Controlling disease spread on networks with feedback mechanism

Many real-world networks have the ability to adapt themselves in response to the state of their nodes. This paper studies controlling disease spread on network with feedback mechanism, where the susceptible nodes are able to avoid contact with the infected ones by cutting their connections with probability when the density of infected nodes reaches a certain value in the network. Such feedback mechanism considers the networks＇ own adaptivity and the cost of immunization. The dynamical equations about immunization with feedback mechanism ave solved and theoretical predictions are in agreement with the results of large scale simulations. It shows that when the lethality a increases, the prevalence decreases more greatly with the same immunization g. That is, with the same cost, a better controlling result can be obtained. This approach offers an effective and practical policy to control disease spread, and also may be relevant to other similar networks.

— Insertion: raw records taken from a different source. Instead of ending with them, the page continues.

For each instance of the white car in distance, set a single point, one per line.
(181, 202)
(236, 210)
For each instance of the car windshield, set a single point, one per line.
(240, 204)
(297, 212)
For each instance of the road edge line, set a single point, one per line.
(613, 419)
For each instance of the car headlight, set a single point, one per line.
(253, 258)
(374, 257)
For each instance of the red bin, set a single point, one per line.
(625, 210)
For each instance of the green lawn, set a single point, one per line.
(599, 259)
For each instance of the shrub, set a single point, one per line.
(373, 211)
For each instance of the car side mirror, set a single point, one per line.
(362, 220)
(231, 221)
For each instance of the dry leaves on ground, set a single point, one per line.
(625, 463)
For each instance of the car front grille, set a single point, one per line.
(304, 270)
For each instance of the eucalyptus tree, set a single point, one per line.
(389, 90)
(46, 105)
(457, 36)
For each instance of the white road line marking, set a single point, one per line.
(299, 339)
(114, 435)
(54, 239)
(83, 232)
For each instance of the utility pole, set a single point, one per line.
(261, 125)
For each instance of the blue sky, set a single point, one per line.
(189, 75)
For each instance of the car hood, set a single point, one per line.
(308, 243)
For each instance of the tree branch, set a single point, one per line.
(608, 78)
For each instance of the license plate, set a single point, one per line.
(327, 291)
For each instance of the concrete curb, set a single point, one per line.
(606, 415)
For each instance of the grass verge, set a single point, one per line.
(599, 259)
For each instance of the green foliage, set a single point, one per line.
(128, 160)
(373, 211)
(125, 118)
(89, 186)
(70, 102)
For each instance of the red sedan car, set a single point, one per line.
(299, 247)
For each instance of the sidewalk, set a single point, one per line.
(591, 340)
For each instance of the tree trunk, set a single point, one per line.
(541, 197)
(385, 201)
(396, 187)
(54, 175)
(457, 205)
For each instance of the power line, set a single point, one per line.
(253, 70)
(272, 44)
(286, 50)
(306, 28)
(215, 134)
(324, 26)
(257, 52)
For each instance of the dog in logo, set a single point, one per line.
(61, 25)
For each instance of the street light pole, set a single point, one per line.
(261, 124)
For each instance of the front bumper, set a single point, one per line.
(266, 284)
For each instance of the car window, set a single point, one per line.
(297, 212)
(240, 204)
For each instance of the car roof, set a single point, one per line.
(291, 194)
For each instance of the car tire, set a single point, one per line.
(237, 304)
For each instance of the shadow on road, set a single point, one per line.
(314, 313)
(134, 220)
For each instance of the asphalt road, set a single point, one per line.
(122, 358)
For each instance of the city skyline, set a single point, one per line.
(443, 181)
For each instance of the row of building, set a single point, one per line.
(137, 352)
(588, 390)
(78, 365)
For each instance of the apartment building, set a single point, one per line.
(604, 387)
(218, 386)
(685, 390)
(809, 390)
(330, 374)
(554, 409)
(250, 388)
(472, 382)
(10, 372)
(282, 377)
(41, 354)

Adaptive Backstepping Output Feedback Control for SISO Nonlinear System Using Fuzzy Neural Networks

In this paper, a new fuzzy-neural adaptive control approach is developed for a class of single-input and single-output （SISO） nonlinear systems with unmeasured states. Using fuzzy neural networks to approximate the unknown nonlinear functions, a fuzzy- neural adaptive observer is introduced for state estimation as well as system identification. Under the framework of the backstepping design, fuzzy-neural adaptive output feedback control is constructed recursively. It is proven that the proposed fuzzy adaptive control approach guarantees the global boundedness property for all the signals, driving the tracking error to a small neighbordhood of the origin. Simulation example is included to illustrate the effectiveness of the proposed approach.

Design and Implementation of an Adaptive Feedback Queue Algorithm over Open Flow Networks

The concurrent presence of different types of traffic in multimedia applications might aggravate a burden on the underlying data network, which is bound to affect the transmission quality of the specified traffic. Recently, several proposals for fulfilling the quality of service(QoS) guarantees have been presented. However, they can only support coarse-grained QoS with no guarantee of throughput, jitter, delay or loss rate for different applications. To address these more challenging problems, an adaptive scheduling algorithm for Parallel data Processing with Multiple Feedback(PPMF) queues based on software defined networks(SDN) is proposed in this paper, which can guarantee the quality of service of high priority traffic in multimedia applications. PPMF combines the queue bandwidth feedback mechanism to realise the automatic adjustment of the queue bandwidth according to the priority of the packet and network conditions, which can effectively solve the problem of network congestion that has been experienced by some queues for a long time. Experimental results show PPMF significantly outperforms other existing scheduling approaches in achieving 35--80% improvement on average time delay by adjusting the bandwidth adaptively, thus ensuring the transmission quality of the specified traffic and avoiding effectively network congestion.

Control of Halo-Chaos in Beam Transport Network via Neural Network Adaptation with Time-Delayed Feedback

在横梁运输网络(隧道) 的光圈混乱控制的题目为高水流的质子横梁 since1990' 的许多重要应用程序成为了一个关键担心的问题。在这篇论文，磁场适应控制基于神经网络，推迟 withtime 的反馈为与周期的集中的隧道在横梁运输网络压制横梁光圈混乱被建议。高水流的质子横梁的信封半径被控制由合适选择控制结构和神经网络的参数到达匹配的横梁半径，调整延期时间和神经网络的控制系数。